Ningún escritor español puede competir con un historial como el suyo. Su obra, ineludible en cualquier recuento que se haga de la literatura española del siglo XX, es imprescindible, además, para cualquier intento de reconstruir la evolución de la sociedad española durante la segunda mitad de ese mismo siglo. Otra cosa es especular, en el centenario de su nacimiento, sobre la posteridad de un escritor tan ligado a su tiempo y a su público. Esa posteridad me parece que queda avalada, ya lo he sugerido, por su lengua serena y cristalina.
Recuerdo que Fogwill, el poeta y narrador argentino, siempre cáustico y displicente cuando se trataba de la narrativa española, me decía que entre los pocos a los que podía leer sin que le chirriaran lo oídos estaba Delibes. Y Fogwill tenía un oído excepcional.

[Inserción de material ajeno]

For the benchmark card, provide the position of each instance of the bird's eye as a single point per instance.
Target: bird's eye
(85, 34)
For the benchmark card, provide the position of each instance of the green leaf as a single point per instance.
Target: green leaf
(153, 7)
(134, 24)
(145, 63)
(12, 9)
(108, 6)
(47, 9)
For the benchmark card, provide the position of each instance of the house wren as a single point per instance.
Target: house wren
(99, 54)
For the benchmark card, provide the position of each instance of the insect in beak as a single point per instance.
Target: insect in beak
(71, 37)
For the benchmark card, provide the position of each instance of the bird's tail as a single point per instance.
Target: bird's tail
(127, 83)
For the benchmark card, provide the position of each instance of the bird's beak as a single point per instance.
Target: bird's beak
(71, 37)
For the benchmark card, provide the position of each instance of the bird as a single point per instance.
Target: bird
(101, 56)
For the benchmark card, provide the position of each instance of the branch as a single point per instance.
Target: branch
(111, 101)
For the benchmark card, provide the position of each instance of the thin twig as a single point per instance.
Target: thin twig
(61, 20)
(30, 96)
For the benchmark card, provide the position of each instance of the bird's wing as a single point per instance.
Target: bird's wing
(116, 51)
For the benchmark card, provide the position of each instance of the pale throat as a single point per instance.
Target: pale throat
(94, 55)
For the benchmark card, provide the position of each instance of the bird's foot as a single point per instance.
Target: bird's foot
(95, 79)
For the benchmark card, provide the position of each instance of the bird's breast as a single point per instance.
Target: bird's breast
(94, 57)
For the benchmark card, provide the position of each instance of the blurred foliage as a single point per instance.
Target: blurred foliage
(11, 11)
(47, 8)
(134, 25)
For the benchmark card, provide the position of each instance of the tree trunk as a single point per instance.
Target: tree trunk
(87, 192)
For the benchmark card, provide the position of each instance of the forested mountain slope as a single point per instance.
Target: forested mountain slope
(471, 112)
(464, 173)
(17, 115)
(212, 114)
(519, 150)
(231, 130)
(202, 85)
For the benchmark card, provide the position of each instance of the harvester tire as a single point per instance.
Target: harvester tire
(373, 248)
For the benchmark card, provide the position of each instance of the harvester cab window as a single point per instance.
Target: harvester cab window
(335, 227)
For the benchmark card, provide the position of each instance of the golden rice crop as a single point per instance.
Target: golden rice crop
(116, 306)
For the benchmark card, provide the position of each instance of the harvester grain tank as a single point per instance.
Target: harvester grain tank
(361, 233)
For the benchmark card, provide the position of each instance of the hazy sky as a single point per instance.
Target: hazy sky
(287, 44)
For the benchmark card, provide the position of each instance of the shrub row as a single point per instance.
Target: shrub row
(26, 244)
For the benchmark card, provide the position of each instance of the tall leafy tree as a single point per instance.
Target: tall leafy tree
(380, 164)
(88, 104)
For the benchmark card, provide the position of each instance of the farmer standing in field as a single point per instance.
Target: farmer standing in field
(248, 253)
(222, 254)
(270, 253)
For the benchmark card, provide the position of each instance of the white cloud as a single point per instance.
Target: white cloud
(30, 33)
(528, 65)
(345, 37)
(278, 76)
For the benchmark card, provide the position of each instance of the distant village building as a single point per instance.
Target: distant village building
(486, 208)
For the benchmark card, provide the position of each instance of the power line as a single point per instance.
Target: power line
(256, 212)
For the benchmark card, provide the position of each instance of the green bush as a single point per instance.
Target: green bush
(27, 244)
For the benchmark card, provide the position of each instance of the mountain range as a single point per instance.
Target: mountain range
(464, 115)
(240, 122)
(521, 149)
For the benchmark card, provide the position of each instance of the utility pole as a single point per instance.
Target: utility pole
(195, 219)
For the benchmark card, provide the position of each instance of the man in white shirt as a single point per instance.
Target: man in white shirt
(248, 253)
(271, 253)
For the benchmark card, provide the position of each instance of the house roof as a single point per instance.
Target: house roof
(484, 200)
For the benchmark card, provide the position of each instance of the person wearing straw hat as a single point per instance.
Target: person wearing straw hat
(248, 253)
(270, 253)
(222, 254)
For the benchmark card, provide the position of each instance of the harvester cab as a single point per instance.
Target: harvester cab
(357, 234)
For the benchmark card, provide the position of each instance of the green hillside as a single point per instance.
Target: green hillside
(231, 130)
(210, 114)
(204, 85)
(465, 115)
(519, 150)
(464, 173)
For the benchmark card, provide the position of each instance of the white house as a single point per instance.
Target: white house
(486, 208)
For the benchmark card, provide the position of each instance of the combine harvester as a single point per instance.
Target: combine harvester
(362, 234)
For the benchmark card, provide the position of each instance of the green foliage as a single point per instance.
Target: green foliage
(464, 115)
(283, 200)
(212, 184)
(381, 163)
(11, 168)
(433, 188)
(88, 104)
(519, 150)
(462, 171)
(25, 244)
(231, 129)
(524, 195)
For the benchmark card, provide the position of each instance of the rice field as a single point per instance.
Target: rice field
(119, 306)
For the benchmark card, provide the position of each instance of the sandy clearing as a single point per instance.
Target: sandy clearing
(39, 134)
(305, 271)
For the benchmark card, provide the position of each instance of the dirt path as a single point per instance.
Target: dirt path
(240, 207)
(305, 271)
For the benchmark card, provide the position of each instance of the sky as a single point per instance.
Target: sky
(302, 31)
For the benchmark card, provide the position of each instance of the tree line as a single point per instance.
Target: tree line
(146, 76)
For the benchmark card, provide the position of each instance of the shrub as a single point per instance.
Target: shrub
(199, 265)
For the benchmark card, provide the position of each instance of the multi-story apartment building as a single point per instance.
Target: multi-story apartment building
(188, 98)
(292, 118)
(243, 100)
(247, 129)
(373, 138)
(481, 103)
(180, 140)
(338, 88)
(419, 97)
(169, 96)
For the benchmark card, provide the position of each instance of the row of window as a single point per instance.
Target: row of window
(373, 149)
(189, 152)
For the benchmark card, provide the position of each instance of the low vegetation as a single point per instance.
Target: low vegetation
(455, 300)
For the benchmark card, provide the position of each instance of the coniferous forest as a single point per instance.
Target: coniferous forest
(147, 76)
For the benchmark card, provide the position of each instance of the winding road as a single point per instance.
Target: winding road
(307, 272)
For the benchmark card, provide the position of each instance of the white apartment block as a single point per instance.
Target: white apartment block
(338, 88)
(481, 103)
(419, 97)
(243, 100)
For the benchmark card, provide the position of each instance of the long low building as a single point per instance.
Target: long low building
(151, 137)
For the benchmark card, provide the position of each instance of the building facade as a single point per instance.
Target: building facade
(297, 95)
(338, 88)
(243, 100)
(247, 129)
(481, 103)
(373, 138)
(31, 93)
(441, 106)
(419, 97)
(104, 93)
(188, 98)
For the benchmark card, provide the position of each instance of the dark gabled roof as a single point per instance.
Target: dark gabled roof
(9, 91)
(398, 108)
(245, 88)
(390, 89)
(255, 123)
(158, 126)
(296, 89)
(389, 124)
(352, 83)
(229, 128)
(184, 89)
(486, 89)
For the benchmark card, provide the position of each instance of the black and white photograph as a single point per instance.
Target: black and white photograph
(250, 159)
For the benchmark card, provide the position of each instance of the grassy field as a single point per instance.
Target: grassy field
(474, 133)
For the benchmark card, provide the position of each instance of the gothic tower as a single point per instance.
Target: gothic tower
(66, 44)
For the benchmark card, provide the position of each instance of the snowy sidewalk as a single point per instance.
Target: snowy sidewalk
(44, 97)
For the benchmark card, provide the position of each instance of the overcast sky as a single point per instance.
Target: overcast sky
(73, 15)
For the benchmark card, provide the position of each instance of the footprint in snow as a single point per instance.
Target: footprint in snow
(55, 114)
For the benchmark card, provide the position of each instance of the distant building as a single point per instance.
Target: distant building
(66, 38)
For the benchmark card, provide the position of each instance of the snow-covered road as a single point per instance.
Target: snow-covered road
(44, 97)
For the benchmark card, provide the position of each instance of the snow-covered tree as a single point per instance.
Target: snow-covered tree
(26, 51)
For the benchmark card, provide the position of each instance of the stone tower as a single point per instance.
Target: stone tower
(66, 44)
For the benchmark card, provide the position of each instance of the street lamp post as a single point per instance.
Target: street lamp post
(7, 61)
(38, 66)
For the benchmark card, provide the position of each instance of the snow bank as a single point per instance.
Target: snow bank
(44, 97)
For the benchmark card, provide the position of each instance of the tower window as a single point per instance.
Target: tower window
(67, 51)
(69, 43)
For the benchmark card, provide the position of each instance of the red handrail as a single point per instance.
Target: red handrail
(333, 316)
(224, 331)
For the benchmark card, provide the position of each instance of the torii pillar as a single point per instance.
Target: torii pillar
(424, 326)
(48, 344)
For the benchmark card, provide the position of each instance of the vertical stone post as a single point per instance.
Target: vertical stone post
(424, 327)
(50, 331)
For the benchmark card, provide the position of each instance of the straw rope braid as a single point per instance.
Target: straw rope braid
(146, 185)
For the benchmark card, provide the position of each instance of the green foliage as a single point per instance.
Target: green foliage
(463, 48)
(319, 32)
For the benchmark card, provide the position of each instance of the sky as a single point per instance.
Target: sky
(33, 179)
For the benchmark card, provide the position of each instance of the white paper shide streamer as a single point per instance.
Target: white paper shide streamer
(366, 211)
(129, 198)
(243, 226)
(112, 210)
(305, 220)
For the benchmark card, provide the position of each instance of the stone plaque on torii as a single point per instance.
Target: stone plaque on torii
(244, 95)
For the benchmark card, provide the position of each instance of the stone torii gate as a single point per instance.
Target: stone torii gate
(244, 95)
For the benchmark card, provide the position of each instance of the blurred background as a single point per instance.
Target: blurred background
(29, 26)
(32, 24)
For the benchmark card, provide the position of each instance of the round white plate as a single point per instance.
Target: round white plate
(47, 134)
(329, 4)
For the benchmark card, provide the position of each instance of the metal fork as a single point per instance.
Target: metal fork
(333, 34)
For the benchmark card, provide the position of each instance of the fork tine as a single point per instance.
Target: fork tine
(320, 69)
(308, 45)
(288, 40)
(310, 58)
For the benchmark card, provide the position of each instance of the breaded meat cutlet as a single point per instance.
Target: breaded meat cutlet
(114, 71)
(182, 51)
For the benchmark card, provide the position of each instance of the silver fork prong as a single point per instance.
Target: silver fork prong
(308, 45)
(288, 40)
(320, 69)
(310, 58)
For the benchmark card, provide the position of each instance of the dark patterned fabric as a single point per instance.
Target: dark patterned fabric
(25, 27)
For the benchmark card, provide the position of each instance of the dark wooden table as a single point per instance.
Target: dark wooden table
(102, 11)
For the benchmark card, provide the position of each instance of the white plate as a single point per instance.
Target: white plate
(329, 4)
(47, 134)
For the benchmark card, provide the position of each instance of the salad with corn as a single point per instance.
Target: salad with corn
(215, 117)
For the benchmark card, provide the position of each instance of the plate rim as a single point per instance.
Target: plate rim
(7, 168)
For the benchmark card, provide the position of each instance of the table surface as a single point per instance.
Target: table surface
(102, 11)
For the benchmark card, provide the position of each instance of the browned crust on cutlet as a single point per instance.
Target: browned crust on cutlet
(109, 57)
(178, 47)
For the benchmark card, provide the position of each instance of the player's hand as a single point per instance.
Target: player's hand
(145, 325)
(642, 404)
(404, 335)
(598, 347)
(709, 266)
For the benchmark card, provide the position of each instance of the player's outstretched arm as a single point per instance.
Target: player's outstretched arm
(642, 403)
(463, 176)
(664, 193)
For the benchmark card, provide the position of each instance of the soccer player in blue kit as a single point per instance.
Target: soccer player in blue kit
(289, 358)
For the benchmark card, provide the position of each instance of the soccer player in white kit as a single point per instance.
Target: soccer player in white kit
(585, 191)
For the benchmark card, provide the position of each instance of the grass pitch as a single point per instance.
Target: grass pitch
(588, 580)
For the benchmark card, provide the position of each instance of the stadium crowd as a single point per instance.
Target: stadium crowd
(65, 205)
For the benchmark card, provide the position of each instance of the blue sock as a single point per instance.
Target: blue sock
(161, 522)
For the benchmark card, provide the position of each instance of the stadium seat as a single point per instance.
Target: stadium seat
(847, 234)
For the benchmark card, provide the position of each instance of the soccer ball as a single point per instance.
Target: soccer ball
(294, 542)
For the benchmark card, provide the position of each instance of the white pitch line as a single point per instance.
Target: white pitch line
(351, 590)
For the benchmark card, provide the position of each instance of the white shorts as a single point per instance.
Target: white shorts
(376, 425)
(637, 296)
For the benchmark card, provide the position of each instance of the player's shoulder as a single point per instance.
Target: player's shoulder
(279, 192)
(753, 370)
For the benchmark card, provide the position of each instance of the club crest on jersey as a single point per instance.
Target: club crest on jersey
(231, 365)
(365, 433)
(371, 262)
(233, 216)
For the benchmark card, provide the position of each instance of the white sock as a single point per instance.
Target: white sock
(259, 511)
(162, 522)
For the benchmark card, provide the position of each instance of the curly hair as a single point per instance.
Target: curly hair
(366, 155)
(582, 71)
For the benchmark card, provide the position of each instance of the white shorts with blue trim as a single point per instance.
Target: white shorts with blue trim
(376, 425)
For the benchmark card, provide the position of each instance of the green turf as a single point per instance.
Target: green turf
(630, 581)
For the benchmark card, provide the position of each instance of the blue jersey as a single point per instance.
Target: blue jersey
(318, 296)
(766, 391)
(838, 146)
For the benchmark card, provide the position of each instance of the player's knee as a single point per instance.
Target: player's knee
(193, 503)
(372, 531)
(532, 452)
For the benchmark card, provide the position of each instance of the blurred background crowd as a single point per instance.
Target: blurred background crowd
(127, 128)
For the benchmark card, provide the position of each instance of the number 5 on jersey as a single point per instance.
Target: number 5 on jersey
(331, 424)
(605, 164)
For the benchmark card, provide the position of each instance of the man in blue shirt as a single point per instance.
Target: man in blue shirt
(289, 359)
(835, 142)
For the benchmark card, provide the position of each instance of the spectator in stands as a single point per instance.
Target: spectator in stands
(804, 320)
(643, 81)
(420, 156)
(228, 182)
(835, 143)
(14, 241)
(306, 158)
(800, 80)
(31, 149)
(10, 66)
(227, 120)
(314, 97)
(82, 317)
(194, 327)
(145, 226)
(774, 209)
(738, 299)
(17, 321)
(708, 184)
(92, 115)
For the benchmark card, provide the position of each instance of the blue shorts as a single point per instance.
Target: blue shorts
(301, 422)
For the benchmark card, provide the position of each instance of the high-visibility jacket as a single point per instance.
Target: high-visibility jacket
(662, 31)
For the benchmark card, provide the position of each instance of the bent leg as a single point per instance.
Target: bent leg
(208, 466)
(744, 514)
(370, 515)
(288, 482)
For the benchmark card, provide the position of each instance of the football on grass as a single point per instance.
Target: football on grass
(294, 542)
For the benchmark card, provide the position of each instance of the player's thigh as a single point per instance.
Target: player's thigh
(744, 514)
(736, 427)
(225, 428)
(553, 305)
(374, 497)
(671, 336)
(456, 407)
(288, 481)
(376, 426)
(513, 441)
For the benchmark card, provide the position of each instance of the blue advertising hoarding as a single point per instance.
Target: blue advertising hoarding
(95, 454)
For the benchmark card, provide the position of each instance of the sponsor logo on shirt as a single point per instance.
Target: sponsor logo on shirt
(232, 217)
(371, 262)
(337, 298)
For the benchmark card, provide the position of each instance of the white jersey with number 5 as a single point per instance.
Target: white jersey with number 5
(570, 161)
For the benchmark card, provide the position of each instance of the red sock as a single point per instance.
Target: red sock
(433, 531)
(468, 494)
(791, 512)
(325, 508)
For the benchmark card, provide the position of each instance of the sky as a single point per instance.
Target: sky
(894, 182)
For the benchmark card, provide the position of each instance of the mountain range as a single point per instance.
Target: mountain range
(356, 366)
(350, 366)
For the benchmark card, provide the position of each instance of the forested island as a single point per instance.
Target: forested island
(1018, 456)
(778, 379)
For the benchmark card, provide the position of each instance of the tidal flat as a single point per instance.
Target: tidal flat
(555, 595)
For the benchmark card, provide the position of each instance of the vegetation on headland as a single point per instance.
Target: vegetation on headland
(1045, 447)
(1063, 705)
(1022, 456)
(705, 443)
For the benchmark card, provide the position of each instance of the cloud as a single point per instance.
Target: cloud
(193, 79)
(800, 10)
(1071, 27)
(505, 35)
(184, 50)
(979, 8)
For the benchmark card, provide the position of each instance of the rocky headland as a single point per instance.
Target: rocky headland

El uso que hace Delibes de la lengua es el ingrediente que asegura la incorruptibilidad de títulos como Las ratas y Los santos inocentes y Viejas historias de Castilla la Vieja, que, junto a Cinco horas con Mario y acaso dos o tres libros más –y ya serían muchos, en estos tiempos sin tradición ni pasado–, puede especularse sin riesgo que seguirán siendo leídos por un
público para el que sin embargo Delibes ya no será, como fue para tantos, ese contemporáneo de cabecera, el escritor siempre digno y justo y pertinente que acompaña la propia trayectoria como lector.
Al afirmar esto me preguntaba cuál es la fórmula de Delibes, aquello que explica esa popularidad conquistada y sostenida con aparente naturalidad, sin el respaldo de camarillas ni de grandes operaciones editoriales, con el aplauso de la crítica, con la consagración de la academia, con el respeto de sus colegas, sin casi contestación por parte de los escritores más jóvenes. La respuesta, me decía, la brinda esa mencionada naturalidad. Ningún escritor más alejado del prototipo romántico. Ningún escritor más casero, más dotado de sentido común. Ningún escritor menos imbuido de sí mismo. Ningún escritor menos programático.
Esto último merece ser subrayado muy especialmente. Delibes irrumpió en la escena literaria de la posguerra española sin grandes ideas, sin grandes proyectos, sin recetas ni doctrinas. Lo hizo dotado de un infalible oído para la lengua –su más sólido patrimonio– y de un extraño, inexplicable instinto literario, forjado en lo que, en el acto de presentación de sus Obras completas, me atreví a denominar –parafraseando con ironía un título admirable de Álvaro Cunqueiro– “el realismo cristiano de Occidente”. Entiendo por tal cosa una modalidad del realismo transida de los valores cristianos, de modo que el imperativo de la representación viene determinado por una exigencia de justicia a la vez que por un sentimiento de piedad.
Delibes se declaró siempre como un lector poco sofisticado, ni siquiera demasiado asiduo, reclamado como estaba por su afición a la naturaleza y a la caza, por su oficio de periodista, por sus obligaciones como padre de familia numerosa. Su labor al frente de Caballo de Troya, el suplemento cultural de El Norte de Castilla, diario que dirigió durante algunos años, está todavía pendiente de ser cabalmente exhumada y estudiada, y tengo el convencimiento de que arrojaría reveladoras luces sobre su cultura literaria tanto como sobre la de su tiempo.